Unlike traditional museums whose sole function was the exhibiting of works of art, Louisiana is a new type of museum. Frank Lloyd Wright's Guggenheim in New York or Mies van der Rohe's Neue Nationalgalerie in Berlin, show an indifference towards the museum's primary function, instead presenting the museum as a communal space in society where priority is given to dramatic exterior and interior design rather than the practical requirements of a museum. The first sections of Louisiana were not ideal exhibition spaces, but ideal spaces - it was the architecture that set the pace, and the exhibits served to highlight the spatial and scenic qualities of this unusual setting.

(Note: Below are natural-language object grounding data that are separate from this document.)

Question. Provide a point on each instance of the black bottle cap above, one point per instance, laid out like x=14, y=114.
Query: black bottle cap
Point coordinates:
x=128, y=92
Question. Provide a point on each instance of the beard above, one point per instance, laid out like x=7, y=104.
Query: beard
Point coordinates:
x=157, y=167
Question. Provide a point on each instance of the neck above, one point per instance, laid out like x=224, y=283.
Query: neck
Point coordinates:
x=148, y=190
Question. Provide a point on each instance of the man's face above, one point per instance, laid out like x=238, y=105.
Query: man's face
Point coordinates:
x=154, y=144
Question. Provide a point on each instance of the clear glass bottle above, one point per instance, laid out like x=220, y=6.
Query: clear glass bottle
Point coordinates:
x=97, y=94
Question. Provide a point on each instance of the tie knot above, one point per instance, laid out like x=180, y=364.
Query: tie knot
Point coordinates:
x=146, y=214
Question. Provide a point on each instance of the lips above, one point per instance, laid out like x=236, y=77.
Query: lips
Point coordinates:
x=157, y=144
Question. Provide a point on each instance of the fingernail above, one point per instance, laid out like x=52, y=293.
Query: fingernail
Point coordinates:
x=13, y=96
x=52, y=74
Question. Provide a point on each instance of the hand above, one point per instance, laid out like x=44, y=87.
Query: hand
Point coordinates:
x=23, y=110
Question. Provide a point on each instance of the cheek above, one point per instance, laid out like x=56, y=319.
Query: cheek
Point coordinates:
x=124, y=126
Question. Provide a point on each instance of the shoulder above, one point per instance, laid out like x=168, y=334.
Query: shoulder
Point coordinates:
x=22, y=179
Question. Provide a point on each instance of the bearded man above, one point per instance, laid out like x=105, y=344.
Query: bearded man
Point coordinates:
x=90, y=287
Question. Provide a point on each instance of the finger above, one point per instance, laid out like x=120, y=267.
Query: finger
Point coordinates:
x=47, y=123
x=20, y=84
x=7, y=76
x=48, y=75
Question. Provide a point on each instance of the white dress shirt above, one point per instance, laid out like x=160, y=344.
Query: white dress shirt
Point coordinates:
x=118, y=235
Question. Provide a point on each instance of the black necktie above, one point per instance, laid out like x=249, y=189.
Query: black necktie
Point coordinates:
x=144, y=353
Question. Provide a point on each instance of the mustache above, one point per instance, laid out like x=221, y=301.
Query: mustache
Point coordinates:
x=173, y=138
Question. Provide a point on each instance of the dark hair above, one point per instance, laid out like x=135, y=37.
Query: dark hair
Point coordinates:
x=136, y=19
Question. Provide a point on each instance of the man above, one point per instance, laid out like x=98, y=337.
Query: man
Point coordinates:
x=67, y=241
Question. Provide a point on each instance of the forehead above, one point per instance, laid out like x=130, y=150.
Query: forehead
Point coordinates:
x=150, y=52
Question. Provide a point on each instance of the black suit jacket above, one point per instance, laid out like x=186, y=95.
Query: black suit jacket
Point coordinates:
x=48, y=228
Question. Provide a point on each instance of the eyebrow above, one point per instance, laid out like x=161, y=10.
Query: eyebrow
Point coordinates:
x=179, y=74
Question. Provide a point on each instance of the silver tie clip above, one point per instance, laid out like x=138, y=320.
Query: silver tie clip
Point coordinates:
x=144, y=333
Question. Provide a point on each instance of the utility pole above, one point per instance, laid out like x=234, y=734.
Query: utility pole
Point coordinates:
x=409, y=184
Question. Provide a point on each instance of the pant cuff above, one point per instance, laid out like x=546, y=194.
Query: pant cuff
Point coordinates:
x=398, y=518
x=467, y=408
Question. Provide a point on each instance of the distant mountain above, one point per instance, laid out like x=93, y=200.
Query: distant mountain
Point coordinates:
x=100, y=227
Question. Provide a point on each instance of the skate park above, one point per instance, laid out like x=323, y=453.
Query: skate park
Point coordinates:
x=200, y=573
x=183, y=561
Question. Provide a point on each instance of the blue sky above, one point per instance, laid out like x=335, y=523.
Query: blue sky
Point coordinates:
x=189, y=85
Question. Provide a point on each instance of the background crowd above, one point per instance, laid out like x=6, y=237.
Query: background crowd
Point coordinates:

The museum provides the framework for a day out and for the surrounding landscape, and the exhibits are part of this framework rather than being defined by it. The latter sections of Louisiana have attempted to combine the two functions of the museum, quite successfully, I think.

The park is dominated by huge, ancient specimen trees and sweeping vistas of the sea. The long, narrow corridors have glass on both sides so that there is a continuous connection between outside and inside.

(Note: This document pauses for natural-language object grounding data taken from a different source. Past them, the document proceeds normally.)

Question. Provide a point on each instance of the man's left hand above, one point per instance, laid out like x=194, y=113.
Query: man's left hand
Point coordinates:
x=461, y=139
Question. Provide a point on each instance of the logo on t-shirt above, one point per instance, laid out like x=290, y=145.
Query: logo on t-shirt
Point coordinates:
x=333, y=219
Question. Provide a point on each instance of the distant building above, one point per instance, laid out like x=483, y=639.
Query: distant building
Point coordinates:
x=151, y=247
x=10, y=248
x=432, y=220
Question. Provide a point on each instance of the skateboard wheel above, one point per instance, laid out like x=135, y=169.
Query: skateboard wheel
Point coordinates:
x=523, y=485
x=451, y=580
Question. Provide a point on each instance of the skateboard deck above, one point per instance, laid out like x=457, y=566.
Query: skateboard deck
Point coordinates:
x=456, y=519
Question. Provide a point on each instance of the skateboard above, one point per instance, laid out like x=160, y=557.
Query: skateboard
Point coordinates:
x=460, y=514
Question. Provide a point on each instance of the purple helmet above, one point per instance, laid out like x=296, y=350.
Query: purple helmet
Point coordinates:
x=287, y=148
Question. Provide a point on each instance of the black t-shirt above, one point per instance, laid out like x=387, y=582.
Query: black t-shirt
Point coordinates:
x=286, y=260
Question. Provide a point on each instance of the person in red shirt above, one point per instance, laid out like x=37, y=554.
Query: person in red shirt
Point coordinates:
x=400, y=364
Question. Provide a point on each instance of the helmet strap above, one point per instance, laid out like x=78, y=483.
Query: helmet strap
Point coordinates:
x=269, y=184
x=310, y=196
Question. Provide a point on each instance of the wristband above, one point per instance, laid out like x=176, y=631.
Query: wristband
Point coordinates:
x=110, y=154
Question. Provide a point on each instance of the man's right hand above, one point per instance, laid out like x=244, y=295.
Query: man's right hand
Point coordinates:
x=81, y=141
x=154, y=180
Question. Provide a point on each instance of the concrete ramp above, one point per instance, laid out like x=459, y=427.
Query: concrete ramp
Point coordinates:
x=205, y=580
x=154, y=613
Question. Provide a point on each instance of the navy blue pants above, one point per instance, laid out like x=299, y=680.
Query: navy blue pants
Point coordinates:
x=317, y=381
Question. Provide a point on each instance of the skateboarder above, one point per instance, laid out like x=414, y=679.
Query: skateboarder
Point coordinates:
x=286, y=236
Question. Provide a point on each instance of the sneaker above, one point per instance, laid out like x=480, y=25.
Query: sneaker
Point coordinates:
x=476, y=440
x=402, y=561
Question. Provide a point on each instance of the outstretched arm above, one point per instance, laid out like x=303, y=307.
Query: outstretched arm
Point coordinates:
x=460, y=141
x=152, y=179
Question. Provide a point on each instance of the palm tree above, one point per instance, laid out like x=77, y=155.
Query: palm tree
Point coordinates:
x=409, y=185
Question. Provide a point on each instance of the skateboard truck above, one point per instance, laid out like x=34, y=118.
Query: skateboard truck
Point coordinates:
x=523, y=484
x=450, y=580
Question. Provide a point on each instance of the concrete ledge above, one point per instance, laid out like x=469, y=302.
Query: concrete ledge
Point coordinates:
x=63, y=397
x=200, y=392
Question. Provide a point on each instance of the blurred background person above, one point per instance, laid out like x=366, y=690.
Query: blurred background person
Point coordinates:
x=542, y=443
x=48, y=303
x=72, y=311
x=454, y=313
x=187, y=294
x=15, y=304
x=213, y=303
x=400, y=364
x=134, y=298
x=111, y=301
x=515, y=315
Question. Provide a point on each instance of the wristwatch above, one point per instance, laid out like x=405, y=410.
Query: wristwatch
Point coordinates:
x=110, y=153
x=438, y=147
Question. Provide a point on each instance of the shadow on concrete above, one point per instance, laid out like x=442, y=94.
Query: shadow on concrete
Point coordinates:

The entrance, which is through the 19th century villa leads straight on to one of the new wings and the shop.

On leaving the shop one is straight in the sculpture garden with views of the sea.

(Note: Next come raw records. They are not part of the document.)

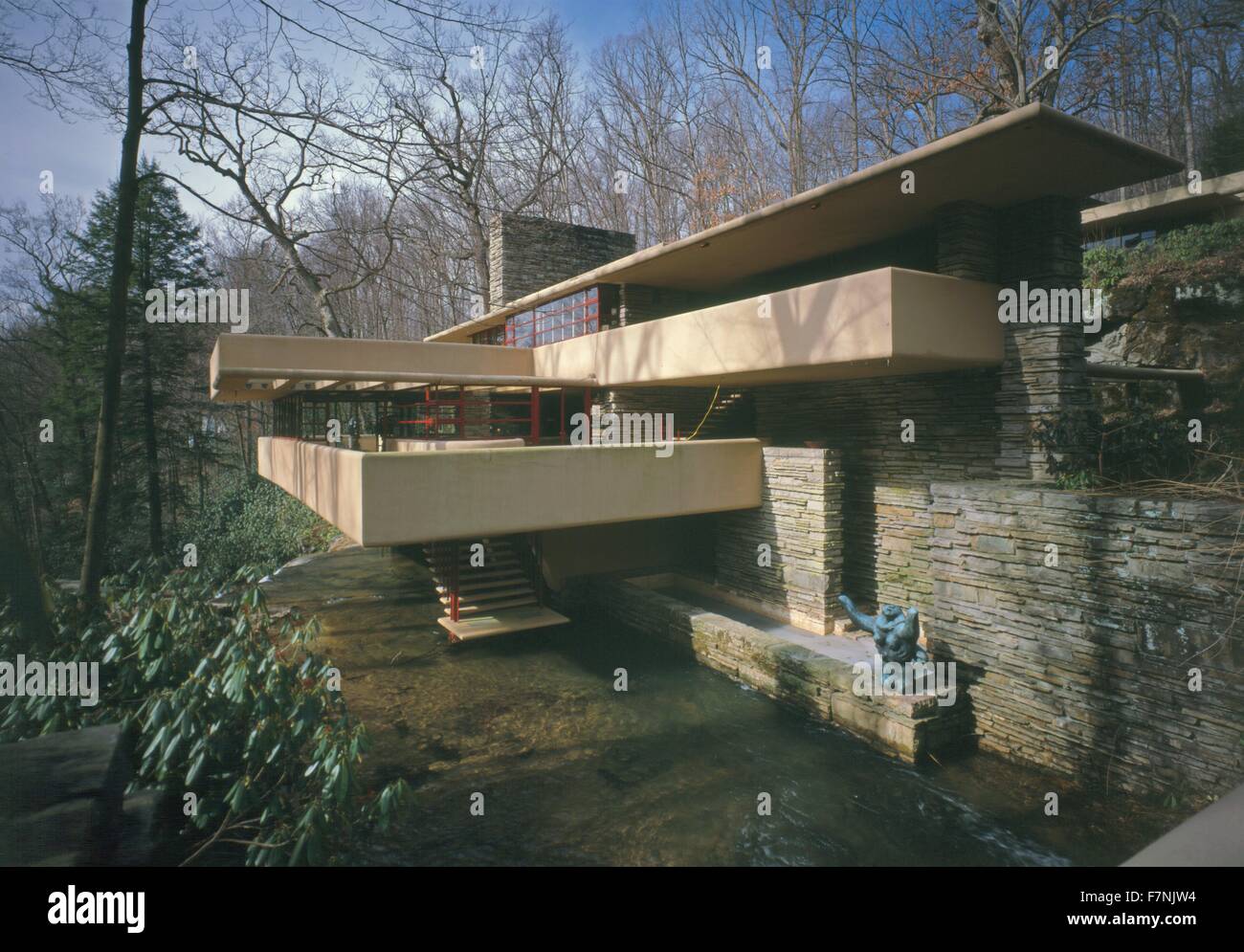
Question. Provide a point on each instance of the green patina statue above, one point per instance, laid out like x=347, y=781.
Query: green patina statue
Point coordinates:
x=895, y=632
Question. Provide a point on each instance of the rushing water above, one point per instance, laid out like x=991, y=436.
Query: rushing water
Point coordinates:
x=668, y=772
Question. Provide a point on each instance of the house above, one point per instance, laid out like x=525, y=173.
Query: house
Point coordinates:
x=851, y=330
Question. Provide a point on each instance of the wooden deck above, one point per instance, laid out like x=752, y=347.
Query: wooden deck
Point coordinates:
x=501, y=622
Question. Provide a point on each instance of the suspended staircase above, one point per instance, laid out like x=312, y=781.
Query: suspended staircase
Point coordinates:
x=489, y=587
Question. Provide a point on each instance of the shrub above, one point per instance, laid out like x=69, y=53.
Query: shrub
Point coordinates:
x=1195, y=255
x=252, y=521
x=227, y=702
x=1083, y=451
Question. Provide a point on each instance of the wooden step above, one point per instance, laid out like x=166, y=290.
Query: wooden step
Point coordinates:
x=501, y=622
x=489, y=595
x=467, y=576
x=499, y=582
x=493, y=607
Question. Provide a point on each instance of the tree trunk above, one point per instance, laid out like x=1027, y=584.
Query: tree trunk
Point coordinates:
x=95, y=547
x=154, y=525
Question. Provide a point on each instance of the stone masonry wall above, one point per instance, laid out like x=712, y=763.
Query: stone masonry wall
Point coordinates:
x=800, y=520
x=886, y=492
x=1082, y=666
x=529, y=254
x=687, y=404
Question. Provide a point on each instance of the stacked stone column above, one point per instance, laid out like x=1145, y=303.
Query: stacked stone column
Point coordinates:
x=1044, y=371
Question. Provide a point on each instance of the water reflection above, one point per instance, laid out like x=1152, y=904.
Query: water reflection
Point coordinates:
x=670, y=772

The villa and one section of the new glass extension where the shop is

the slope that leads down to the sea
a different way of getting to the sea with Richard Serra's The Gate to the Gorge

the bridge over the gorge

huge trees, Yoko Ono's Wish Tree and the narrow glass passageway between the West and North wings

such lush surroundings

the glass corridor I mentioned earlier


looking out

looking out

looking out from the Giacometti room into the lake garden

looking closer

these glass corridors are really fantastic

such a close connection between the outside and the inside

and everywhere you look, there are sculptures

a small pond

and now we are outside, having just come down these steps

to the lake garden

so lush

and beautiful

and so peaceful - Louisiana was packed when we visited, but the lake garden was very quiet, we had it all to ourselves

Ken going down the slide - a shortcut.

The pond seen from the outside

up on the hill between the East and South wings

looking down at the sea

and Sweden in the distance

Having walked around the grounds and seen the permanent exhibitions, we went to the cafe for lunch

with views such as this, it's a perfect marriage of art, architecture and landscape

as well as the sea. It was a gorgeous, warm day, but we were amazed to see people swimming as we assumed that the sea would still be quite cold.

After we finished our lunch we went to see the Half-a-Wind Show by Yoko Ono, and then the amazing creations of Tara Donovan - the two temporary exhibitions that were on.

Source: Communicating Culture, Merete Ahnfeldt-Mollerup.


  1. Wonderful isn't it? I knew you'd love it.

    1. It's a beautiful place indeed.

  2. This looks completely stunning. I think it would make my perfect house. :-)

    1. That's exactly it, Callum. That's what I want and dream of: a glass box to live in.